“In his attempts today to cast doubt on Government plans to phase out the Universal Social Charge, Micheál Martin reveals the desire of Fianna Fáil to cling to what was an unfair approach to taxation,” says Fine Gael Kildare South TD, Martin Heydon.
“Fianna Fáil introduced the USC as an emergency taxation measure after they presided over the destruction of our economy. The comments of Micheál Martin today suggest they are still clinging desperately to this unfair tax, despite the fact that the economy is now recovering under the stewardship of Fine Gael.
“The first thing Fine Gael did on coming into office was to try redress the balance of fairness in how the recession had impacted on people. A starting point for us was dealing with this Fianna Fáil tax. We began by taking the lowest paid people out of the USC net, and since then, 450,000 low and middle earners have been exempted from USC as a result of this Government’s fair approach.
“Furthermore, Fine Gael’s record shows that we have always sought to prioritise lower earners. As well as removing low earners from the USC net when we entered office in 2011, we also restored the minimum wage back to what it was before it was cut by Fianna Fáil. In the recent Budget, Fianna Fáil wanted to limit the €5 increase to OAPs, whereas we managed to find a way to include other deserving groups such as carers, widows, lone parents and people with disabilities.
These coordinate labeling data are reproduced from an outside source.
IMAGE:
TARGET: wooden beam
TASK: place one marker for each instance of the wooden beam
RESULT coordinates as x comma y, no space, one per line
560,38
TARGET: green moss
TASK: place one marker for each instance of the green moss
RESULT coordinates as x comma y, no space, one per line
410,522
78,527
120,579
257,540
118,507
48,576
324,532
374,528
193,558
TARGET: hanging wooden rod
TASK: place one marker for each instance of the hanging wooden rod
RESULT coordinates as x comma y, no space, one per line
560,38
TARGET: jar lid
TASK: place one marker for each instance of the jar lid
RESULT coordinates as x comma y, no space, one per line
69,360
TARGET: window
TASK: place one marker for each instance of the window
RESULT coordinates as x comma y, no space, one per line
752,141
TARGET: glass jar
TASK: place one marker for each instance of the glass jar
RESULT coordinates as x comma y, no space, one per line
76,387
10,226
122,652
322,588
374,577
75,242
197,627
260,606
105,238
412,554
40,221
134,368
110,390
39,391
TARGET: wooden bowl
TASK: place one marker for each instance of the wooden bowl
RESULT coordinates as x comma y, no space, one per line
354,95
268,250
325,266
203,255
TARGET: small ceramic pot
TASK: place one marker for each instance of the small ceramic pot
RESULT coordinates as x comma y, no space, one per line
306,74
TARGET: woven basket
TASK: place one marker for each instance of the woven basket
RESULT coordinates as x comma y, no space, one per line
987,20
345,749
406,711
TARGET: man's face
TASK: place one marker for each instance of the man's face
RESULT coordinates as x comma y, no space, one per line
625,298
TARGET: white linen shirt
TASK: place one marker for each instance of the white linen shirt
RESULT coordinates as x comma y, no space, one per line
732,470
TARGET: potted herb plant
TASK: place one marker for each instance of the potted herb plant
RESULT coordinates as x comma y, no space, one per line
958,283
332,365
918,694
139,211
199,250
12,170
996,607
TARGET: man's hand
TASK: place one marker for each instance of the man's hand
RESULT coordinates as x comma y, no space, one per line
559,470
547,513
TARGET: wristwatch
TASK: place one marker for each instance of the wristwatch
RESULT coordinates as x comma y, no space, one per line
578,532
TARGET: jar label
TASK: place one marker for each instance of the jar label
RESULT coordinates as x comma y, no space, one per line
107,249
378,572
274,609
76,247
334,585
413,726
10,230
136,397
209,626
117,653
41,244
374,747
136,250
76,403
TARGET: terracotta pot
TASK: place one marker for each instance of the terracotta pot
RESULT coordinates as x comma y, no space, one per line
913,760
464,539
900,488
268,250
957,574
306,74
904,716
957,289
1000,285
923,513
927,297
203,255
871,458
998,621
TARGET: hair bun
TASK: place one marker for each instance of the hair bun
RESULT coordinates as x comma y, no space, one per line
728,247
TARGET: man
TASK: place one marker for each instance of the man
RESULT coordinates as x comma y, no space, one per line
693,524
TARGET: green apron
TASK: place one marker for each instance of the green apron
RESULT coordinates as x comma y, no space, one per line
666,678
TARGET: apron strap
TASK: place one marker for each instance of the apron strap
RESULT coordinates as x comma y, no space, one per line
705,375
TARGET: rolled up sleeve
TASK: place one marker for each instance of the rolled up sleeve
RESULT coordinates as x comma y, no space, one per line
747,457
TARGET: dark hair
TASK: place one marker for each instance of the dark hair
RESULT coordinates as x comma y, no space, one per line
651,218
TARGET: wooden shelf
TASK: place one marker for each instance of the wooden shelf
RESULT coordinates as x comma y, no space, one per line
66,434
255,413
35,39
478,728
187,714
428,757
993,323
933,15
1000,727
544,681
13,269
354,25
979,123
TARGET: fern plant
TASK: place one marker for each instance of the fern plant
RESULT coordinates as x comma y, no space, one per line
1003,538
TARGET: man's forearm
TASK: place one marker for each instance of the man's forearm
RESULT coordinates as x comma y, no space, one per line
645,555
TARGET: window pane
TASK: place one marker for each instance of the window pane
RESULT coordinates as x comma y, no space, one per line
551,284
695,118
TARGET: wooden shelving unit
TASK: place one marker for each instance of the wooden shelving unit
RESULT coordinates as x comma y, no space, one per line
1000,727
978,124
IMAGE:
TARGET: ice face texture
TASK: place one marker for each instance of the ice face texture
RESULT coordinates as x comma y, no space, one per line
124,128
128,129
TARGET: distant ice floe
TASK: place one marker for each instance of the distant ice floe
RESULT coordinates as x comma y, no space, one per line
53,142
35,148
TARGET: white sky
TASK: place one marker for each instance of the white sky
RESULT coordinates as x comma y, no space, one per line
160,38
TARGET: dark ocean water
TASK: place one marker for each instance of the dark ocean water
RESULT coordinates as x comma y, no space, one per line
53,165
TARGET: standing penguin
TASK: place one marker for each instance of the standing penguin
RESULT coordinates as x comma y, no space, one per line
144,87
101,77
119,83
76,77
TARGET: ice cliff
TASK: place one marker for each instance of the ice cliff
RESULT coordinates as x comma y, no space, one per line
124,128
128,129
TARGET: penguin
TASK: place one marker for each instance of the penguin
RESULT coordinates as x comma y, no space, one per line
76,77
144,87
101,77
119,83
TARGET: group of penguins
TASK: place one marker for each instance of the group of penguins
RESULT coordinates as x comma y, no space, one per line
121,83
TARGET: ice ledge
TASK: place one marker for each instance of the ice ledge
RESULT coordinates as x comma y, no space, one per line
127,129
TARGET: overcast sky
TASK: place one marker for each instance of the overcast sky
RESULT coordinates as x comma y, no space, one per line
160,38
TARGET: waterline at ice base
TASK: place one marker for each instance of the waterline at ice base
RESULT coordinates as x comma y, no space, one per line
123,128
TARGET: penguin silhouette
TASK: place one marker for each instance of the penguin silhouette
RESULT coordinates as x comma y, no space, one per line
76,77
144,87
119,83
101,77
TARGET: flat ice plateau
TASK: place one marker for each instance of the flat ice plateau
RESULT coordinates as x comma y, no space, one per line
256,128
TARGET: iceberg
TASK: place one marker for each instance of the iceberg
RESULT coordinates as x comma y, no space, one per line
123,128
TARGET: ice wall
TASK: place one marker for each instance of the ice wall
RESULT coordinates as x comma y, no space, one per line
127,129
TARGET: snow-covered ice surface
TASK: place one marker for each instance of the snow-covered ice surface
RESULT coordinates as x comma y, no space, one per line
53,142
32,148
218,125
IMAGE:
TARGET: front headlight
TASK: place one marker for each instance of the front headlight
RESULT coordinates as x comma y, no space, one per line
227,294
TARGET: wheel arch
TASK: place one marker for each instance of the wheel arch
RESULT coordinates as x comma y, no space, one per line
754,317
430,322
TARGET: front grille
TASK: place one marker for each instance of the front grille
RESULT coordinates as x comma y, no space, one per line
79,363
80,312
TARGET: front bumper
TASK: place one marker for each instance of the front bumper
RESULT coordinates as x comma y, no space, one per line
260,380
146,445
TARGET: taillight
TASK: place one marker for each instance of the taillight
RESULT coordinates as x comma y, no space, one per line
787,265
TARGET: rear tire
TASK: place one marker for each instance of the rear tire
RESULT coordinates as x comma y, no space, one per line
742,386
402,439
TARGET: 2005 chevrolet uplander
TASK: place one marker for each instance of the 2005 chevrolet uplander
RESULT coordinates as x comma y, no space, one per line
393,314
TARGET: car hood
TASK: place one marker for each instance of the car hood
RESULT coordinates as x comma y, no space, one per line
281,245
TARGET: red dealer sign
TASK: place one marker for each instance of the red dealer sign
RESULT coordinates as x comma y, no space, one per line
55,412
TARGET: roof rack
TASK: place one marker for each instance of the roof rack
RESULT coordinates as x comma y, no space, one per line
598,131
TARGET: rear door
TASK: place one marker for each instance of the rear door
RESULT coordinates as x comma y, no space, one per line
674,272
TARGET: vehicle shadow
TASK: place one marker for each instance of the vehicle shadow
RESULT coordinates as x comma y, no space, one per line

“We have never suggested the immediate abolition of the USC; that would be irresponsible and would hamper our plans to ensure the provision of better public services for people and communities all around Ireland, now that the economy is recovering. The Programme for Government commits the Partnership Government to the continued phasing out of the USC in a sustainable way and outlines a number of tax reforms to help fund this policy.
“The hypocrisy of Fianna Fáil knows no bounds here. They want to ride both horses as usual. While criticising Government plans to take low and middle earners out of USC, they neglect to mention that they actually wanted more tax cuts that Fine Gael did prior to the last election. Their manifesto contained €2.92 billion worth of tax cuts, while the tax package in Fine Gael’s manifesto amounted to €2.46 billion.
“Fine Gael’s vision is that a job is the best way out of poverty and so our approach to taxation has always struck that balance between achieving fairness and protecting jobs. Only an economy supporting people at work can pay for the services needed to create a fair society. Through the Government’s Action Plan for Jobs, unemployment has fallen to 7.7% from a high of 15.2% in 2011. We are determined to use the recovering economy to ensure that people and communities all over Ireland can benefit from better public services and live decent and fulfilling lives.”